Bucketing for sampling in Hadoop - Time & Space Complexity
When using bucketing for sampling in Hadoop, we want to know how the time to process data changes as the data grows.
We ask: How does bucketing affect the number of operations when sampling large datasets?
Analyze the time complexity of the following Hadoop code snippet.
FROM big_table
INSERT OVERWRITE TABLE sample_table
SELECT * FROM big_table TABLESAMPLE(BUCKET 10 OUT OF 100 ON id);
This code samples data by selecting 10 buckets out of 100 based on the 'id' column.
Look at what repeats when processing the data.
- Primary operation: Scanning all rows in the big_table to assign each to a bucket.
- How many times: Once for each row in the dataset.
As the dataset grows, the number of rows to scan grows too.
| Input Size (n) | Approx. Operations |
|---|---|
| 10 | 10 row checks |
| 100 | 100 row checks |
| 1000 | 1000 row checks |
Pattern observation: The operations grow directly with the number of rows; doubling rows doubles work.
Time Complexity: O(n)
This means the time to sample grows linearly with the size of the input data.

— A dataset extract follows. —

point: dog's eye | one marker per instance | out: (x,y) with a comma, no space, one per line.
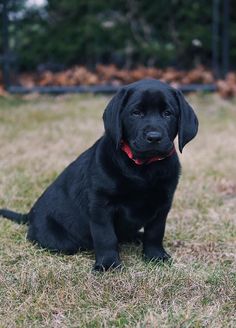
(137,113)
(166,113)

[X] Wrong: "Sampling with bucketing only processes the sampled buckets, so time stays the same no matter the data size."
[OK] Correct: Even to decide which rows belong to sampled buckets, all rows must be checked once, so time grows with data size.
Understanding how bucketing affects processing time helps you explain efficient data sampling in big data tools like Hadoop.
What if we increased the number of buckets sampled from 10 to 50? How would the time complexity change?